We got onto Route 88 and headed east (weren’t Adam and Eve sent east of Eden?) There was almost no traffic.  It was fitting.  We were going down a road that people of our age rarely travel.  There is a strange “aloneness” that comes with facing the potential death of another.  Perhaps it is my introverted nature, but in the week before the surgery, I could be completely alone in a crowded room.  It is not loneliness, just aloneness.  There is a line in the song “Brick” by Ben Folds Five that captures this feeling: “We’re alone.  I’m alone and she’s alone.”  I suspect that Krissie, an extrovert, doesn’t experience this feeling.

 
And then the sun rose. 

 
It was absolutely spectacular, like watching the very first sunrise on the very first dawn.  And God spoke, “let there be light.”  Crimsen reds and molten oranges first bubbled and then poured out onto the horizon, spreading north and south, beckoning forth life.  I had never experienced anything like it before, and suspect that I never will again.  It was beautiful, but it wasn’t a gentle beauty.  It was a violent splendor, tearing at me (I still have the scars).  The sunrise—a vivid reminder of divine love and symbol of new beginnings—had no place on this morning, which might be Krissie’s last.  I would have preferred that the sun had not risen on that day at all.  But it was more beautiful than anything I have ever seen in nature.

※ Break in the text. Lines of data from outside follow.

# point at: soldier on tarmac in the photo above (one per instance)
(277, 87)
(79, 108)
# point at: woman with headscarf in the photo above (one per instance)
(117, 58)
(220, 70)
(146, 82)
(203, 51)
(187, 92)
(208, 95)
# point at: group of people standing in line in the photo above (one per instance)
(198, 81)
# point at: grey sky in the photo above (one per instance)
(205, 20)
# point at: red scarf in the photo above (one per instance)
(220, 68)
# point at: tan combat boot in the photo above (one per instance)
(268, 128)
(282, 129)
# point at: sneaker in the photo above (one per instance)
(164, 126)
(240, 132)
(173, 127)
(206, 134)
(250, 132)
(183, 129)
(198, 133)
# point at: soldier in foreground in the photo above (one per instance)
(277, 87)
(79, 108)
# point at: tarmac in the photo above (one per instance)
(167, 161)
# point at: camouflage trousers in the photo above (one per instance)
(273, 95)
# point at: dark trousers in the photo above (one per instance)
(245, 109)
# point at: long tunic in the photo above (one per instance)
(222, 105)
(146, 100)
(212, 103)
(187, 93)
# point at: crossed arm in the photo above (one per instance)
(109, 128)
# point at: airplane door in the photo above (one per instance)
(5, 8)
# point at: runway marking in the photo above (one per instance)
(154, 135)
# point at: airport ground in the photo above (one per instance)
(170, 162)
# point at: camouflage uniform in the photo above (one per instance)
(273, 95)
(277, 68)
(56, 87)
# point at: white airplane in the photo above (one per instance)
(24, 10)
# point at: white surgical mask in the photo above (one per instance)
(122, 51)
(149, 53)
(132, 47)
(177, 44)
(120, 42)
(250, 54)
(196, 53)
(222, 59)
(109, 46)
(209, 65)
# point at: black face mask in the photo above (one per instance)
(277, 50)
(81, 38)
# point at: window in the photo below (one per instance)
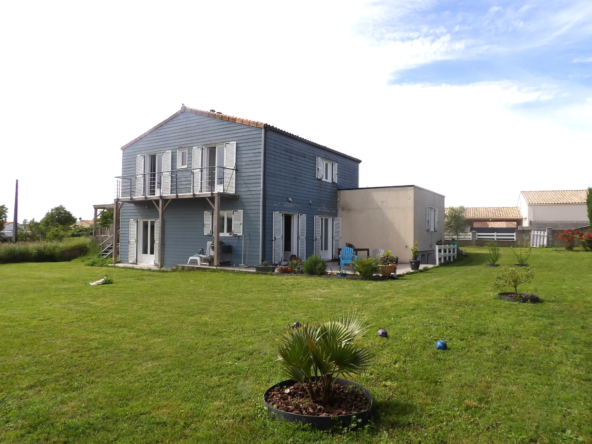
(225, 223)
(326, 170)
(432, 219)
(182, 158)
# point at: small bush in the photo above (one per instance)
(314, 266)
(366, 268)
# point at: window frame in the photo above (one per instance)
(180, 152)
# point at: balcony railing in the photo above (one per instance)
(177, 182)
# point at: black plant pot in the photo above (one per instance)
(522, 297)
(321, 422)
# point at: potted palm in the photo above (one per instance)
(313, 356)
(414, 263)
(387, 264)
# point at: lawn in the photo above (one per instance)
(186, 356)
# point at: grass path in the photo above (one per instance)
(185, 357)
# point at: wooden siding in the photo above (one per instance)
(183, 228)
(290, 172)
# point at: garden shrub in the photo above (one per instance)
(314, 266)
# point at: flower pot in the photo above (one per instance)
(387, 270)
(320, 422)
(522, 297)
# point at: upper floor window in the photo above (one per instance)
(432, 219)
(326, 170)
(182, 158)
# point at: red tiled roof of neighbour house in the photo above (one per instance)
(492, 213)
(557, 197)
(220, 116)
(499, 224)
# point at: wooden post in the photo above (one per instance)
(217, 230)
(160, 232)
(115, 231)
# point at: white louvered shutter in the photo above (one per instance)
(229, 167)
(139, 191)
(132, 249)
(156, 242)
(166, 172)
(237, 222)
(196, 155)
(207, 223)
(319, 168)
(302, 236)
(436, 220)
(317, 239)
(336, 236)
(278, 242)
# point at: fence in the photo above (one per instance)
(538, 239)
(445, 253)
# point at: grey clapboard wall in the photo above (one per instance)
(290, 172)
(184, 218)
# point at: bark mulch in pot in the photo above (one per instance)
(295, 399)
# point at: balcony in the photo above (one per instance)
(185, 183)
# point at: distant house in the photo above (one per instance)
(555, 209)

The mystics speak of the “thin places,” where the gap that separates us from God closes.  That was not the first or last thin place I experienced, but it was one of the more profound.

That morning captures what it is like—at least for me—to be married to a 6-time cancer survivor.  Krissie’s frequent proximity to death heightens my awareness of life in a way that is simultaneously beautiful and terrifying.  I am more cognizant of human mortality than anyone I know (except, perhaps, Krissie).  Sometimes I experience it as anger, sometimes as awe, other times as gratitude. 


Krissie has taught me to drink from the cup of life deeply and to appreciate every flavor, even those that are bitter or sour.   I think I love more richly, forgive more quickly and laugh more loudly.  Life, as fleeting as it may sometimes feel, is glorious.